Em 1896, duas crianças caminhavam pela praia de St. Augustine, na Flórida, quando se depararam com a carcaça gigante de uma estranha criatura. Especialistas da época determinaram que o animal era uma espécie de polvo, cuja extensão facilmente passava dos seis metros.
O monstro de St. Augustine, como ficou conhecido, é apenas uma das incidências em que bestas com grandes tentáculos invadiram o imaginário ocidental. Relatos de ataques de lulas gigantes datam do século XIV, refletindo um possível mundo adormecido nas profundezas do oceano.

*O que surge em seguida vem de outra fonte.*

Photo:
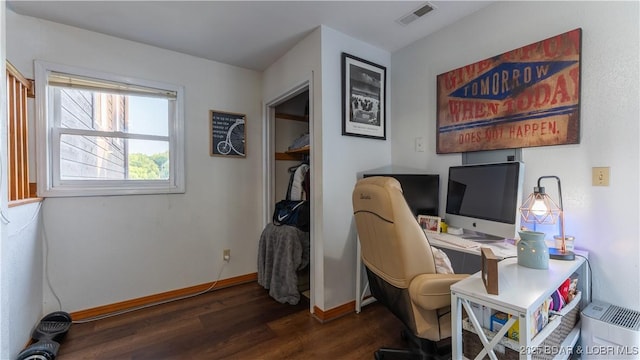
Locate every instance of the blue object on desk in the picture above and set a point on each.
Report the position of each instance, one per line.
(532, 250)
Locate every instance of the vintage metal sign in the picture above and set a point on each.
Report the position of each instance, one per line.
(522, 98)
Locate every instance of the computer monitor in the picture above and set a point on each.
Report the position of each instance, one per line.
(421, 191)
(483, 199)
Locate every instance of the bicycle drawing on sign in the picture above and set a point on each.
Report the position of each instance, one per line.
(227, 134)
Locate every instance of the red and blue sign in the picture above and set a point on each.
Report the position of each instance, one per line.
(526, 97)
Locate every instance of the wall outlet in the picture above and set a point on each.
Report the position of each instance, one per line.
(600, 176)
(419, 144)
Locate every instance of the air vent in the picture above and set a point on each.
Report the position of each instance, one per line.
(416, 14)
(626, 318)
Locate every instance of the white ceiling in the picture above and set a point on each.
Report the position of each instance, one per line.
(249, 34)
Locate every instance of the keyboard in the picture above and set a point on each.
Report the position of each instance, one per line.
(455, 240)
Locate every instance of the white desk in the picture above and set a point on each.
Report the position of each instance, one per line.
(522, 291)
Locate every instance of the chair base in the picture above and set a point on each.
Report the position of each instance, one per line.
(419, 349)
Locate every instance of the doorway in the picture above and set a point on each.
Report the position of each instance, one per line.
(288, 144)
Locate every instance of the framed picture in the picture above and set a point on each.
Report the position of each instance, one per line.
(227, 134)
(429, 223)
(364, 86)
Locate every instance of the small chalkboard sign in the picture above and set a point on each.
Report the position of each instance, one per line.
(227, 134)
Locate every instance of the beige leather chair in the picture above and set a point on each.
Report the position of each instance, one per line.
(401, 268)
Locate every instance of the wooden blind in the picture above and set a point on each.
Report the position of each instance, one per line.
(18, 89)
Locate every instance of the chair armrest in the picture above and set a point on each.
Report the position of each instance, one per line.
(432, 291)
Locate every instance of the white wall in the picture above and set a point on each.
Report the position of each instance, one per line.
(603, 219)
(335, 159)
(22, 268)
(343, 158)
(298, 66)
(20, 247)
(110, 249)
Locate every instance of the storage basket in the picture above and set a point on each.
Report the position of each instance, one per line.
(548, 349)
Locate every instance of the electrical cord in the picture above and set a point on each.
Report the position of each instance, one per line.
(116, 313)
(590, 275)
(45, 240)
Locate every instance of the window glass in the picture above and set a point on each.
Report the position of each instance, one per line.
(107, 137)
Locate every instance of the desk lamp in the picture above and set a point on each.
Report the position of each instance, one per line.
(540, 208)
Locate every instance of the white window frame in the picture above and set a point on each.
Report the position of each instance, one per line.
(48, 137)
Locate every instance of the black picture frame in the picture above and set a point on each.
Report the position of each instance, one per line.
(227, 133)
(364, 96)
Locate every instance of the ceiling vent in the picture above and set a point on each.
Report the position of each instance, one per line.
(416, 14)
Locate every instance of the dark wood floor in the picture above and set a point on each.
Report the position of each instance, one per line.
(240, 322)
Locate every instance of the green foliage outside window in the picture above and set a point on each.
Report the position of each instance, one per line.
(149, 167)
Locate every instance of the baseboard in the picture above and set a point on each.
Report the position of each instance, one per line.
(162, 297)
(334, 313)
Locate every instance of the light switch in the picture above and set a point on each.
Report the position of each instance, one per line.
(600, 176)
(420, 144)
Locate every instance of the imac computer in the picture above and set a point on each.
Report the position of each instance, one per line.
(483, 200)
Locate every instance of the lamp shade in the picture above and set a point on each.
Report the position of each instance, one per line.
(540, 208)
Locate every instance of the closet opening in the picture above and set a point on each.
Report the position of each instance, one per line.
(288, 165)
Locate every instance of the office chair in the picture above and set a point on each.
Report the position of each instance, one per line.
(401, 269)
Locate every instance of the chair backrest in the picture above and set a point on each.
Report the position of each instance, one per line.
(393, 244)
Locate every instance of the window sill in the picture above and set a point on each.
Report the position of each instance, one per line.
(15, 203)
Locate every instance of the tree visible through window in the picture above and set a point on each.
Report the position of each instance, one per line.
(111, 137)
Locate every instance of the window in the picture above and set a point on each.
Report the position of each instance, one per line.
(18, 90)
(106, 134)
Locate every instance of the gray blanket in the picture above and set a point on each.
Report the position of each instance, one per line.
(282, 251)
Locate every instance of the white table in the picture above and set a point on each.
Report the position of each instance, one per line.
(521, 291)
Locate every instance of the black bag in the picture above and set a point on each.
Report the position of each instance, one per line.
(292, 212)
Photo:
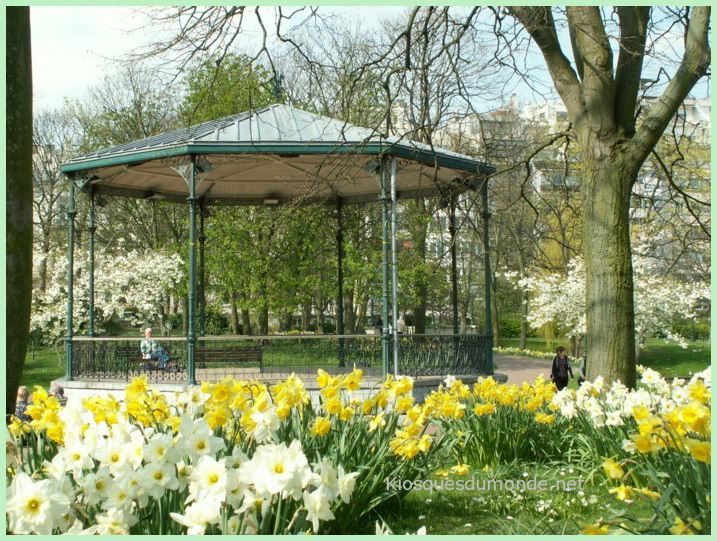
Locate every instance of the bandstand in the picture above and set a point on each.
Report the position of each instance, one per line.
(277, 155)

No mundo contemporâneo, como outros temores que nos acompanham há centenas de anos, os monstros tentaculares invadem os filmes de horror e fantasia. Eles estão em Fúria de Titãs (1981), 20 Mil Léguas Submarinas (1954) e O Monstro do Mar Revolto (1955), entre inúmeros outros. Na década de 1920, o escritor norte-americano H. P. Lovecraft criou até uma divindade alienígena chamada Cthulhu, cujo rosto era coberto por pequenos tentáculos.
Menos de dez anos após o lançamento de Tentáculos, a revista Fangoria, especializada em horror, já citava a obra como um título obscuro obrigatório para os fãs do gênero.
Dentre muitas dessas obras, uma das mais relegadas ao esquecimento é Tentáculos (1998), de Stephen Sommers. O título não só antecede o lançamento de A Múmia (1999), maior sucesso de público e crítica do diretor, como também antecipa a intenção do cineasta em criar uma aventura de horror bem humorada.
Com efeitos de computação gráfica que envelheceram mal, como boa parte dos títulos de horror da década de 1990, o filme tem como protagonista um grupo de mercenários que pretende assaltar um transatlântico. Na liderança está Treat Williams (Hair), atuando como um anti-herói canastrão, cheio de frases de efeito.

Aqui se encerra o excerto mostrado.